Alone (Detective D.D. Warren, #1)(83)



“Perhaps your husband . . .” the hotel clerk suggested kindly.

“Yes, yes, that's right,” she murmured. “He lost his card not that long ago. I didn't realize the company would cancel both.”

She knew this wasn't Jimmy's doing, however. He'd never possessed this level of finesse. This was her father-in-law. This was James. “Things for you are only going to get much, much worse. . . .”

“Do you have another card?” the man asked.

“Umm . . . let me look.” She opened her wallet, staring blankly at her collection of plastic. She had an Amex and two more platinum cards. She could hand them over, but she thought she already knew the results. James was thorough. And the more cards that were rejected, the more reason the hotel clerk would have to be suspicious.

She checked her cash instead. One hundred and fifty dollars. Not enough for the Ritz.

She gave it one last try, hoping her voice didn't sound as desperate as she felt. “As you can see from the address on my driver's license, I live just around the corner. Unfortunately, there's been a terrible incident this evening and my son can't sleep in our home.

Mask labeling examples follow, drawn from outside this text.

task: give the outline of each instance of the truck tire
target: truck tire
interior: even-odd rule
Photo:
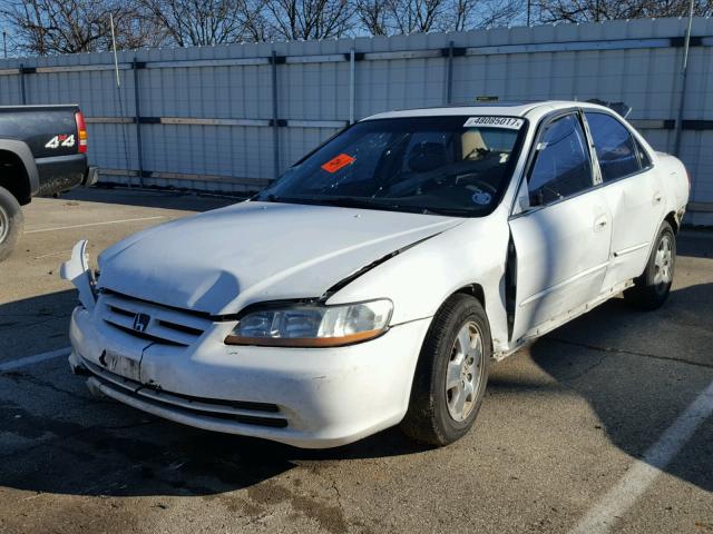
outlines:
[[[401,429],[430,445],[448,445],[470,429],[488,383],[490,327],[478,299],[457,294],[426,335]]]
[[[624,291],[626,303],[639,309],[656,309],[668,298],[676,261],[676,236],[668,221],[658,229],[644,274]]]
[[[0,187],[0,261],[7,259],[14,248],[25,217],[20,204],[6,188]]]

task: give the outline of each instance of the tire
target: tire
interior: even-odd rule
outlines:
[[[459,334],[460,339],[467,335],[470,340],[465,354],[460,347],[468,342],[461,343]],[[437,446],[466,435],[482,404],[491,355],[490,327],[480,303],[465,294],[450,297],[426,335],[401,429],[416,441]],[[472,365],[468,365],[470,359]],[[450,389],[447,379],[453,386]]]
[[[676,236],[665,221],[661,225],[644,274],[634,287],[624,291],[624,299],[641,309],[656,309],[668,298],[676,261]]]
[[[12,253],[22,233],[23,222],[20,204],[10,191],[0,187],[0,261]]]

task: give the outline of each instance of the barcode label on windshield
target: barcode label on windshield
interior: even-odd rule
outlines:
[[[469,126],[489,126],[491,128],[508,128],[509,130],[519,130],[522,128],[522,119],[515,117],[470,117],[465,127]]]

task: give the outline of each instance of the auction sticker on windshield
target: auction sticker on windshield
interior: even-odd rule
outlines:
[[[339,169],[353,164],[355,159],[356,158],[352,158],[349,154],[340,154],[322,165],[322,168],[328,172],[336,172]]]
[[[510,130],[519,130],[522,128],[522,119],[516,117],[470,117],[465,127],[469,126],[489,126],[495,128],[508,128]]]

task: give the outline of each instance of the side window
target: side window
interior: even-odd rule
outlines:
[[[642,147],[642,144],[636,139],[634,139],[634,141],[636,141],[636,149],[638,150],[638,160],[642,162],[642,169],[647,169],[652,166],[651,158],[646,150],[644,150],[644,147]]]
[[[616,180],[641,170],[636,142],[624,125],[606,113],[587,111],[585,116],[604,181]]]
[[[592,186],[592,161],[578,117],[555,119],[540,138],[528,178],[531,205],[541,206]]]

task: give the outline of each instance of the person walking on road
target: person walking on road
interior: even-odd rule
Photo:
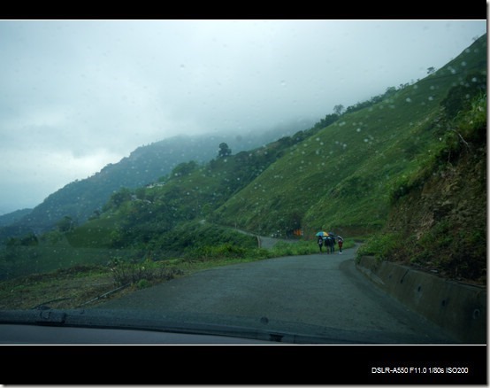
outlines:
[[[337,237],[337,244],[339,244],[339,254],[342,254],[342,245],[344,244],[344,239],[340,236]]]
[[[329,236],[326,238],[328,239],[328,248],[330,249],[330,253],[335,253],[335,237],[333,236]]]
[[[323,246],[323,238],[321,237],[318,237],[318,248],[320,248],[320,253],[322,252],[322,246]],[[326,245],[325,245],[326,246]]]

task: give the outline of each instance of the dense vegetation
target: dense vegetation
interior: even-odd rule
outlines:
[[[211,161],[121,188],[86,222],[64,214],[56,230],[9,239],[0,276],[309,253],[327,229],[367,239],[363,254],[484,282],[486,66],[484,35],[425,79],[308,130],[235,153],[218,143]],[[272,234],[301,244],[257,247],[256,235]]]

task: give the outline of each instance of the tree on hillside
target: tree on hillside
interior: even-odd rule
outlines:
[[[219,158],[225,158],[226,156],[231,155],[232,150],[228,147],[228,144],[226,143],[221,143],[219,144],[219,151],[218,152],[218,156]]]
[[[342,112],[344,112],[344,105],[341,104],[339,104],[338,105],[333,106],[333,113],[337,115],[342,114]]]

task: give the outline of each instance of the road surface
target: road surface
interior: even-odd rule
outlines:
[[[152,312],[174,322],[295,333],[332,344],[454,344],[367,280],[355,267],[355,251],[215,268],[93,308]]]

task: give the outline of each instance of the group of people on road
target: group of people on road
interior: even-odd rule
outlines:
[[[335,236],[328,235],[328,236],[319,236],[318,237],[318,247],[320,248],[320,252],[322,252],[322,247],[325,245],[326,249],[327,254],[334,254],[335,253],[335,244],[339,244],[339,254],[342,254],[342,244],[343,244],[343,238],[340,236],[336,236],[337,240],[335,241]]]

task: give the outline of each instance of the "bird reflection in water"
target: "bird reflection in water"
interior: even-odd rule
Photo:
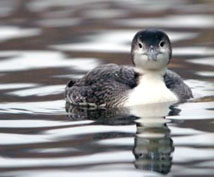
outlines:
[[[174,146],[165,116],[179,112],[169,107],[170,104],[155,104],[131,110],[133,115],[139,117],[136,120],[137,132],[133,148],[137,169],[169,173]]]
[[[153,104],[129,109],[93,110],[66,105],[72,120],[95,120],[105,125],[136,125],[133,154],[137,169],[169,173],[172,165],[173,141],[167,126],[167,115],[180,110],[170,104]]]

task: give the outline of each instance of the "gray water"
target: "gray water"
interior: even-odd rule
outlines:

We just need a place to crash for a few hours. I don't have another credit card, but tomorrow, I swear to you, I'll bring a check.”

“Ma'am, we need a credit card to release a room.”

“Please,” she murmured.

“I have so much power. . . . You have no idea . . .”

“I'm sorry, ma'am.”

“He's only four years old.”

“I'm sorry, ma'am. Surely you have some family that could help you?”

She turned away. She didn't want this stranger to see her cry.

Walking across the lobby, she saw an ATM. Fatalistically, she got out her bank card. Inserted it. Entered her PIN.

A message flashed across the screen: “Please contact your nearest bank branch. Thank you.”

The machine spat her bank card back out, and that was it. No cash, no plastic. She'd been trying to stay one step ahead, but still her father-in-law had outmaneuvered her. How far could she get on one hundred and fifty dollars in cash?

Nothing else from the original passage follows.